Dinosaurs struggled to survive for tens of millions of years before they finally went extinct, an event widely blamed on the environmental fallout from an asteroid strike, researchers said on Monday.
The argument offers the latest salvo in a long-running debate among scientists over the state of dinosaur health in their final years on Earth — some say they were flourishing, while others say they were in decline.
“While a sudden apocalypse may have been the final nail in the coffin, something else had already been preventing dinosaurs from evolving new species as fast as old species were dying out,” said lead author Manabu Sakamoto, a paleontologist at the University of Reading in Britain.
For the study in the Proceedings of the National Academy of Sciences, researchers combed through fossil records from around the world and performed a statistical analysis showing that various species of dinosaurs were going extinct at a faster pace than new ones were emerging for a period of at least 40 million years prior to the cosmic debris that smashed into what is modern-day Mexico.
“We were not expecting this result,” Sakamoto said. “While the asteroid impact is still the prime candidate for the dinosaurs’ final disappearance, it is clear that they were already past their prime in an evolutionary sense.”
For instance, long-necked vegetarian sauropod dinosaurs — the largest land animals known to have existed — were in the fastest decline, the study found, but theropods, the group that includes the iconic, meat-eating Tyrannosaurus rex, were disappearing at a more gradual pace.
Factors in their struggle likely included the breakup of continental land masses and sustained volcanic activity, the study said.
Then, a giant asteroid collided with the Earth — known as the Chicxulub impact — 66 million years ago, causing a massive dust storm that blocked out the sun, leading to a period of global cooling and widespread plant death.
Without trees and vegetation, an important food and shelter source disappeared, and so did the dinosaurs.
“This suggests that for tens of millions of years before their ultimate demise, dinosaurs were beginning to lose their edge as the dominant species on Earth,” Sakamoto said.
The research also offers a look into the future.
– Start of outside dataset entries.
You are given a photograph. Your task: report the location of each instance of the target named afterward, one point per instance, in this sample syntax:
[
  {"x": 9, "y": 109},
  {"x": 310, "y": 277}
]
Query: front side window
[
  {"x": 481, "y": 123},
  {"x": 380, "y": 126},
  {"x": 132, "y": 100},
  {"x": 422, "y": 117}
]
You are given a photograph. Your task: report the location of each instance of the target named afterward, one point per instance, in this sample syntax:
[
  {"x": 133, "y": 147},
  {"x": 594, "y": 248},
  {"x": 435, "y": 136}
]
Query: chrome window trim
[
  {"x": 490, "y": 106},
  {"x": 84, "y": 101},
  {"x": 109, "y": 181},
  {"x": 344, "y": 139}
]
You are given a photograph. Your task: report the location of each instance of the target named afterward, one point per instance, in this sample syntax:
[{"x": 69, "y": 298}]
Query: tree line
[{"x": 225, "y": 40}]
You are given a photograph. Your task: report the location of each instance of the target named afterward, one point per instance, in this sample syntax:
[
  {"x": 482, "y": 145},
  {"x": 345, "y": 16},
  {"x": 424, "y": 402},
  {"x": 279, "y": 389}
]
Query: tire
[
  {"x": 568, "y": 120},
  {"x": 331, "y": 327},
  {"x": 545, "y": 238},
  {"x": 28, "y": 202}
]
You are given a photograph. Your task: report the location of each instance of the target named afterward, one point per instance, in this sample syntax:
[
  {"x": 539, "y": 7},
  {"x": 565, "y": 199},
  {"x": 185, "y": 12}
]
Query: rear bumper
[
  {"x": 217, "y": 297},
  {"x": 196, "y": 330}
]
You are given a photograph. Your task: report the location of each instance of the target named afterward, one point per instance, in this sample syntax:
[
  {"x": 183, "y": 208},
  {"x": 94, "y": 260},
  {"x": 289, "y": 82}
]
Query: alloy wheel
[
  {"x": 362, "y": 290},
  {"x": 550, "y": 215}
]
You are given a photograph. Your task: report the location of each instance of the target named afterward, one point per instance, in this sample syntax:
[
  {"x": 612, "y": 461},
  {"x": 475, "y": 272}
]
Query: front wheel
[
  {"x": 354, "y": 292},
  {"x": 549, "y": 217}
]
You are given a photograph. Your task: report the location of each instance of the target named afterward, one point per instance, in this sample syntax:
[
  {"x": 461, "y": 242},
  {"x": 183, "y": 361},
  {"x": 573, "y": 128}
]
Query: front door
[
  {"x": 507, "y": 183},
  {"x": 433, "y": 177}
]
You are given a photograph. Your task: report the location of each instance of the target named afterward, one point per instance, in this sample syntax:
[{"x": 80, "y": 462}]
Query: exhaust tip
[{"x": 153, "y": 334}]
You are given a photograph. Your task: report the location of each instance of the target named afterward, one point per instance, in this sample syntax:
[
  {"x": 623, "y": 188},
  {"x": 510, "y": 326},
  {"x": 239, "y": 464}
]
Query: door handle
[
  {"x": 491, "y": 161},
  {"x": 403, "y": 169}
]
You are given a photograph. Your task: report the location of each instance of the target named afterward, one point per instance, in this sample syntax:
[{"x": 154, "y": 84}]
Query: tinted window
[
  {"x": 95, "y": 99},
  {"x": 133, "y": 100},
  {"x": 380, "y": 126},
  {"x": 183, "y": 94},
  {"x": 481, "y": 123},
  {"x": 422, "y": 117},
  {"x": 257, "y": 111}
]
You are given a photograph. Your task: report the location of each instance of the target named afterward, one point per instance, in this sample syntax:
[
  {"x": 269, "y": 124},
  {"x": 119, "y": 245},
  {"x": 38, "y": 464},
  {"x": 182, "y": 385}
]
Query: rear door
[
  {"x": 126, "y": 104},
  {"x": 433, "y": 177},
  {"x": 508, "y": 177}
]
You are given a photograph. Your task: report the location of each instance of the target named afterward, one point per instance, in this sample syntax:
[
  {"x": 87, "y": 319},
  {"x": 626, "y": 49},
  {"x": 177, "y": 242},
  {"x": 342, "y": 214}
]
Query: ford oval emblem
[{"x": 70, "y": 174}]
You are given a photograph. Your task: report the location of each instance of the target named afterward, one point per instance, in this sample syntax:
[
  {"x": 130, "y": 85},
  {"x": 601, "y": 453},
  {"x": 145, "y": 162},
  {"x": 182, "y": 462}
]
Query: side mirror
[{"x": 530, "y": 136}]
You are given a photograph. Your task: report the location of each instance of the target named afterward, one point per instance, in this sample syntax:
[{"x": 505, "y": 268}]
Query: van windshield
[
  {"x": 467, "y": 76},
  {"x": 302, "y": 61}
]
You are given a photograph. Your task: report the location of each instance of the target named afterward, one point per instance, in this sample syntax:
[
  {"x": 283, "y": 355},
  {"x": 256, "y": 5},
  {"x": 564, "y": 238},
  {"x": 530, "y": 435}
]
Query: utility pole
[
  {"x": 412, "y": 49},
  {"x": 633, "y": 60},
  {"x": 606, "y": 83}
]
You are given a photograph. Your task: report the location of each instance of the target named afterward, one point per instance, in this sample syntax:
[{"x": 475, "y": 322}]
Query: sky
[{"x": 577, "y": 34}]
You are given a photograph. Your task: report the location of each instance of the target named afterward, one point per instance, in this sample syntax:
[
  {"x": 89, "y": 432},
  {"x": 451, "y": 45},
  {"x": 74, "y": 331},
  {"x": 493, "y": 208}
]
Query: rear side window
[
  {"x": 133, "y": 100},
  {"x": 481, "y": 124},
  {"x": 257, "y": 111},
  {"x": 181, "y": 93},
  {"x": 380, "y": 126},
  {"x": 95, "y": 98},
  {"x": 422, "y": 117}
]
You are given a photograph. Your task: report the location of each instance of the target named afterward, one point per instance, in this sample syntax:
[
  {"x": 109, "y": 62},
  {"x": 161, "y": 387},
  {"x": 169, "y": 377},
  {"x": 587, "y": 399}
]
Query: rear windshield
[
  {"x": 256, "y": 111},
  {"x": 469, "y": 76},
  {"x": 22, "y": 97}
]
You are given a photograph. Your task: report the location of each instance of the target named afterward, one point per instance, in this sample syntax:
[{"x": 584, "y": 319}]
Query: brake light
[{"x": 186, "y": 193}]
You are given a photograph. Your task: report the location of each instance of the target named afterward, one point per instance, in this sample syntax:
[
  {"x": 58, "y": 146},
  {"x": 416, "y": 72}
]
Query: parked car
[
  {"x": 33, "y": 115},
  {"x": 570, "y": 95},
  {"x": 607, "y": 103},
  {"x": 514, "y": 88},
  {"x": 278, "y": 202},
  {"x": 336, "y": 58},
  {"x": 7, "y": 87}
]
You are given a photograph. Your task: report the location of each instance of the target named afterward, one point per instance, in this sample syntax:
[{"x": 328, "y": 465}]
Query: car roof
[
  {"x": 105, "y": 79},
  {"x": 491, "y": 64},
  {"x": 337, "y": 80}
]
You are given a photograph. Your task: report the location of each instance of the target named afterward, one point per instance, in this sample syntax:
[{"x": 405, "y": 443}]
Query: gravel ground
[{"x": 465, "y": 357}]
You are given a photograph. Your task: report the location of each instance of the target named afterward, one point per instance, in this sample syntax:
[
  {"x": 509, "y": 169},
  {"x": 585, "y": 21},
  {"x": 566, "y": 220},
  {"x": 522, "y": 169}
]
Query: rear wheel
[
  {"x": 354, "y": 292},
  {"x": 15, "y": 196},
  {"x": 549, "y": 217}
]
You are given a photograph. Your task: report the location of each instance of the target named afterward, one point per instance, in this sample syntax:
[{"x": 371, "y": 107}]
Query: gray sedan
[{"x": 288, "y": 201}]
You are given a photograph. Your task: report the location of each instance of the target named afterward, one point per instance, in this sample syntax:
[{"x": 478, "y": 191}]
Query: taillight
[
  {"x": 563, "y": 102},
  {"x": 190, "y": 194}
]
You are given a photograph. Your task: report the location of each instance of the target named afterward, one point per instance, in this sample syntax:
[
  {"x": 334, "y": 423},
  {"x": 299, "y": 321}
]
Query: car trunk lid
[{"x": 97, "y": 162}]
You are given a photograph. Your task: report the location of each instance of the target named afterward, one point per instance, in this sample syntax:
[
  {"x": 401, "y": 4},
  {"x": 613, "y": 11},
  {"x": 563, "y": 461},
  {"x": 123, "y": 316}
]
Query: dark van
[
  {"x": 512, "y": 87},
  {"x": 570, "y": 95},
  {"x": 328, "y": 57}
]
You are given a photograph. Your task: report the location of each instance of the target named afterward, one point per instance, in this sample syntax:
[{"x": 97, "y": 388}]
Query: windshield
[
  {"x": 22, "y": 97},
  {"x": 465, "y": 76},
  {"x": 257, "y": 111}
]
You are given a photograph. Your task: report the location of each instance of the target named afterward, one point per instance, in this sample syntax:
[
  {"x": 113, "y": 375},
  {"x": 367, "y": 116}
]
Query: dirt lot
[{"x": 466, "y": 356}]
With many species already struggling due to human-driven climate change, those on the edge might be completely wiped out in the event of a disaster.
“Our study strongly indicates that if a group of animals is experiencing a fast pace of extinction more so than they can replace, then they are prone to annihilation once a major catastrophe occurs,” Sakamoto said. “This has huge implications for our current and future biodiversity, given the unprecedented speed at which species are going extinct owing to the ongoing human-caused climate change.”